ModelPlan shapeGoal test
AND-OR treeBranches when any vs all outcomes matterFind a subtree that guarantees success
Min-Max-CostCosts depend on worst outcomeChoose safest path

Small trick: replace nodes with sets of possible states → plan for all outcomes.


4 Searching with Partial Observations (4 · 4)

You’re in a fog; every step reveals a few metres.

  • Keep a belief state ( B ) = probability distribution over where you might be.
  • Actions map ( B \to B’ ) via prediction; sensors shrink ( B’ ) via update (Bayes).

4·1 Tiny Code – Updating a Belief Grid

import numpy as np
def sense_update(belief, sensor, world, p_correct=0.8):
    hit = (world == sensor)
    return normalise(belief * (hit * p_correct + (~hit) * (1-p_correct)))

def normalise(m):
    s = m.sum()
    return m / s if s else m

Belief stays a 2-D matrix; each move is a convolution, each sensor ping a pixel-wise multiply.


5 Online Search Agents & Unknown Environments (4 · 5)

Plan a bit, act a bit, learn a bit—like playing a new video game level.

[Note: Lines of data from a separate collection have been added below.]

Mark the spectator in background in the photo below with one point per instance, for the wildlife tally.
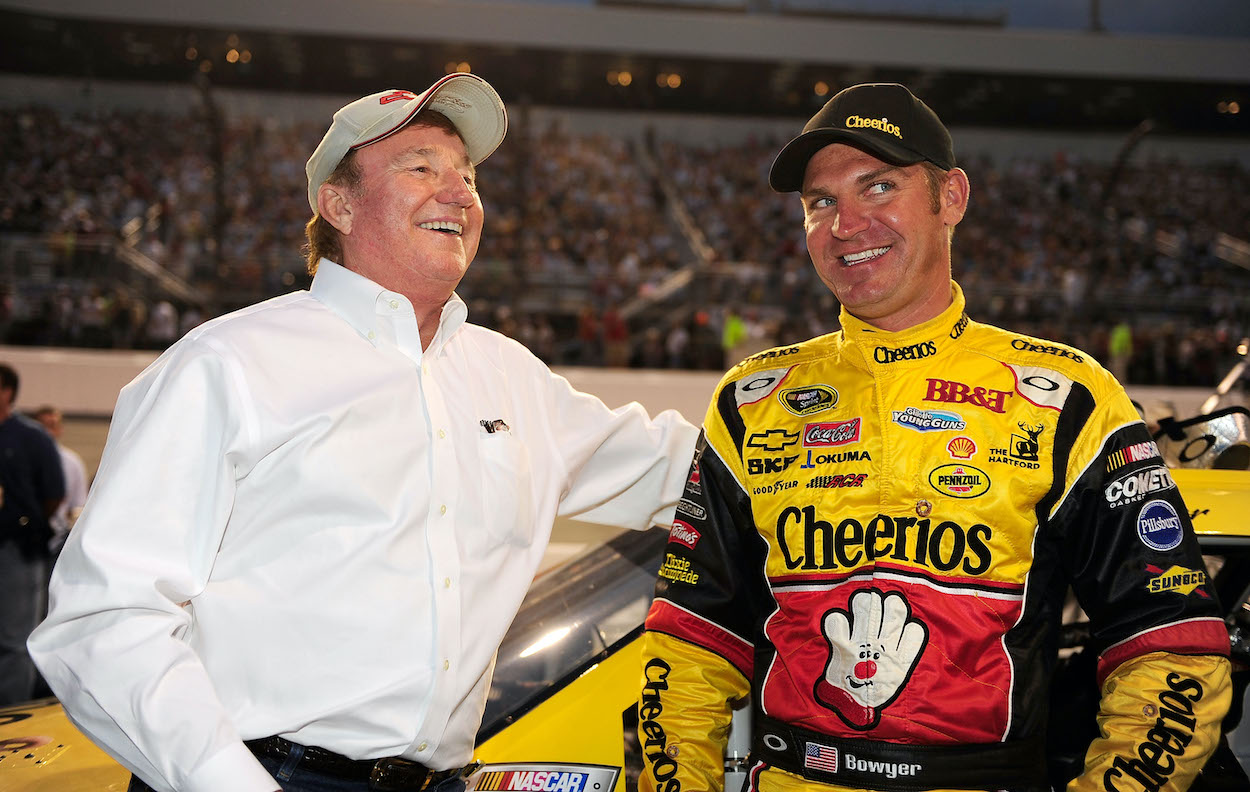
(31, 487)
(75, 479)
(353, 474)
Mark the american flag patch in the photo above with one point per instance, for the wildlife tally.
(820, 757)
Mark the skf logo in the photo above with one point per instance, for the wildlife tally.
(769, 465)
(960, 480)
(835, 434)
(1133, 454)
(961, 447)
(960, 394)
(809, 399)
(858, 121)
(1179, 579)
(773, 440)
(395, 96)
(916, 351)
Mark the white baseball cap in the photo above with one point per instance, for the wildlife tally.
(468, 100)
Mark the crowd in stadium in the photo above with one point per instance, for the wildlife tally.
(580, 225)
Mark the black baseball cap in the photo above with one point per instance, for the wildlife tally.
(884, 119)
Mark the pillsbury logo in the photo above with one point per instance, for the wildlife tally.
(1159, 526)
(858, 121)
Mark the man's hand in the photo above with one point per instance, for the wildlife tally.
(871, 652)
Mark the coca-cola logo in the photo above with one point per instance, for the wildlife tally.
(831, 434)
(684, 534)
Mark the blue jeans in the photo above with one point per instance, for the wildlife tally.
(23, 598)
(293, 778)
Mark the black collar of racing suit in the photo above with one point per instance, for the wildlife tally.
(881, 351)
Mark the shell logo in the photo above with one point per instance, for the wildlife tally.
(961, 447)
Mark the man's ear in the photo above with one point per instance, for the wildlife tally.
(954, 196)
(334, 204)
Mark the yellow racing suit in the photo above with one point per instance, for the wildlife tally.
(875, 544)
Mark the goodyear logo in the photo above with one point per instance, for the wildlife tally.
(1178, 579)
(959, 480)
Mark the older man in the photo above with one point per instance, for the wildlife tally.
(883, 522)
(316, 516)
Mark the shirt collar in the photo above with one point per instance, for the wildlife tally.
(360, 301)
(913, 346)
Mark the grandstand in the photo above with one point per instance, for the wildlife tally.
(155, 154)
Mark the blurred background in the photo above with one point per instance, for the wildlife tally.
(153, 166)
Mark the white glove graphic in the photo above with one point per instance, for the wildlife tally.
(871, 653)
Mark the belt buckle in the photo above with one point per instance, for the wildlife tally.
(396, 775)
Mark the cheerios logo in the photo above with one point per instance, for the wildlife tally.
(858, 121)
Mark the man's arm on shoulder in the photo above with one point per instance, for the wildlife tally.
(113, 647)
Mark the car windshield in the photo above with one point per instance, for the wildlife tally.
(573, 617)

AlgorithmKey memoryBehaviour
LRTA* (Learning Real-Time A*)Table of local heuristic correctionsWalks, updates cost estimate, never stops improving
Real-Time Dynamic A*Maintains a frontier under time capPauses to think when safe; otherwise greedy

5·1 Micro-Demo – LRTA* in a Maze

(Pseudo-code)

h[s] ← heuristic(s)
loop:
    if s is goal: break
    choose a' ∈ N(s) minimising c(s,a',s') + h[s']
    h[s] ← c(s,a',s') + h[s']
    s ← s'

The agent learns a better heuristic on the fly—next time it revisits, it’s smarter.


6 Cheat-Sheet 🧾

Local search    = Keep one (or few) states and tweak
Hill climbing   = Greedy climb up/down the slope
Simulated anneal= Accept some bad moves early, cool later
Genetic alg.    = Evolve a population with crossover & mutation
Gradient descent= Local search in ℝ^n using derivatives

Nondeterminism  = Actions give branches → AND-OR plans
Partial info    = Track belief state (probabilities)
Online search   = Interleave planning & execution; learn h(n) on the run
LRTA*           = A* that repairs its own heuristic table

7 Try It Yourself 🧪

  1. Simulated-Anneal Eight-Queens
    Replace hill-climb loop with a temperature schedule. Plot “energy” over time.
  2. Hidden Robot
    On a 10×10 grid, hide the agent’s coordinates; give noisy distance sensors; implement the belief update.
  3. Online Maze Race
    Compare A* (full map) vs LRTA* (unknown map) on a 30×30 random maze. Count moves before goal.

🚀Final Words

When plain old A* hits a wall—too big, too uncertain, too slippery—Chapter 4 tools step in:

  • Local search when the map is huge.
  • Gradient tricks when the world is smooth.
  • AND-OR plans when fate rolls dice.
  • Belief states when your eyes are fogged.
  • Online learners when the map isn’t even drawn yet.

Master these and your agents won’t just find paths—they’ll invent them as they go.

Happy exploring, and may your local optimum always have an escape tunnel!